On 2021/12/24 15:03, Christoph Hellwig wrote:
> On Thu, Dec 23, 2021 at 11:37:21PM +0900, Tetsuo Handa wrote:
>>> @@ -1115,7 +1107,6 @@ static void __loop_clr_fd(struct loop_device *lo)
>>>  	/* freeze request queue during the transition */
>>>  	blk_mq_freeze_queue(lo->lo_queue);
>>>  
>>> -	destroy_workqueue(lo->workqueue);
>>
>> is it safe to remove destroy_workqueue() call here?
>>
>>>  	spin_lock_irq(&lo->lo_work_lock);
>>>  	list_for_each_entry_safe(worker, pos, &lo->idle_worker_list,
>>>  				idle_list) {
>>
>> destroy_workqueue() implies flush_workqueue() which is creating the lock
>> ordering problem.
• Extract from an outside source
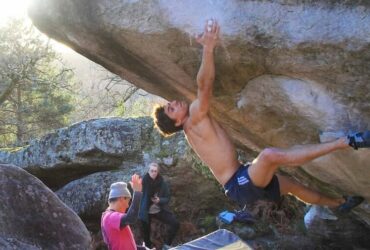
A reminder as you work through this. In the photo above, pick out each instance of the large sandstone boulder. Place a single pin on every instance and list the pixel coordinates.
(32, 216)
(285, 69)
(88, 196)
(82, 148)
And I think that flush_workqueue() is required for making
>> sure that there is no more work to process (i.e. loop_process_work() is
>> no longer running) before start deleting idle workers.
>>
>> My understanding is that the problem is not the use of a per-device workqueue
>> but the need to call flush_workqueue() in order to make sure that all pending
>> works are completed.
> 
> All the work items are for requests, and the blk_mq_freeze_queue should
> take care of flushing them all out.

Hmm, OK.

(1) loop_queue_rq() calls blk_mq_start_request() and then calls loop_queue_work().

(2) loop_queue_work() allocates "struct work_struct" and calls queue_work().
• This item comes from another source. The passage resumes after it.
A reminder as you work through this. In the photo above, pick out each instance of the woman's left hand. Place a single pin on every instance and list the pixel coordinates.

(3) loop_handle_cmd() from loop_process_work() from loop_workfn() is called by a WQ thread.

(4) do_req_filebacked() from loop_handle_cmd() performs read/write on lo->lo_backing_file.
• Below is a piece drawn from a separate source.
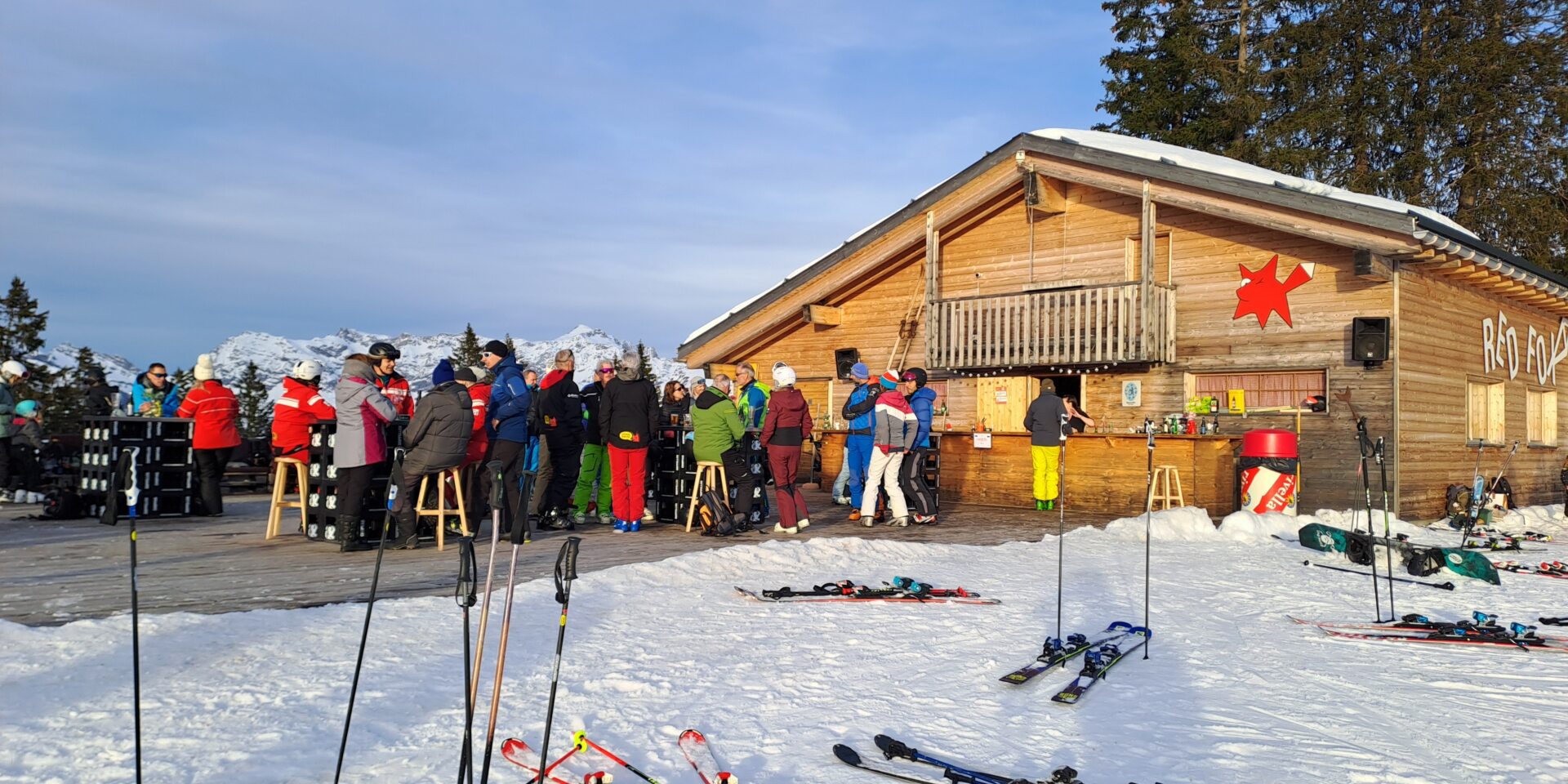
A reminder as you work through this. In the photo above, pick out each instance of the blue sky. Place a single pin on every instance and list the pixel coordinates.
(179, 172)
(5) Either completion function or loop_handle_cmd() calls blk_mq_complete_request().

Therefore, as long as blk_mq_freeze_queue(lo->lo_queue) waits for completion of (5) and
blocks new events for (2), there should be no work to process by loop_process_work().

Then, we can defer

	destroy_workqueue(lo->workqueue);
	spin_lock_irq(&lo->lo_work_lock);
	list_for_each_entry_safe(worker, pos, &lo->idle_worker_list,
				idle_list) {
		list_del(&worker->idle_list);
		rb_erase(&worker->rb_node, &lo->worker_tree);
		css_put(worker->blkcg_css);
		kfree(worker);
	}
	spin_unlock_irq(&lo->lo_work_lock);
	del_timer_sync(&lo->timer);

block in __loop_clr_fd() till loop_remove() if we want. Assuming that
loop devices are likely created only when there is no free one, a loop
device is likely reused once created. Then, we don't need to care idle
workers on every loop_configure()/__loop_clr_fd() pairs?

By the way, is it safe to use single global WQ if (4) is a synchronous I/O request?
Since there can be up to 1048576 loop devices, and one loop device can use another
loop device as lo->lo_backing_file (unless loop_validate_file() finds a circular
usage), one synchronous I/O request in (4) might recursively involve up to 1048576
works (which would be too many concurrency to be handled by a WQ) ?

Also, is

	blk_mq_start_request(rq);

	if (lo->lo_state != Lo_bound)
		return BLK_STS_IOERR;

in loop_queue_rq() correct? (Not only lo->lo_state test is racy, but wants
blk_mq_end_request() like lo_complete_rq() does?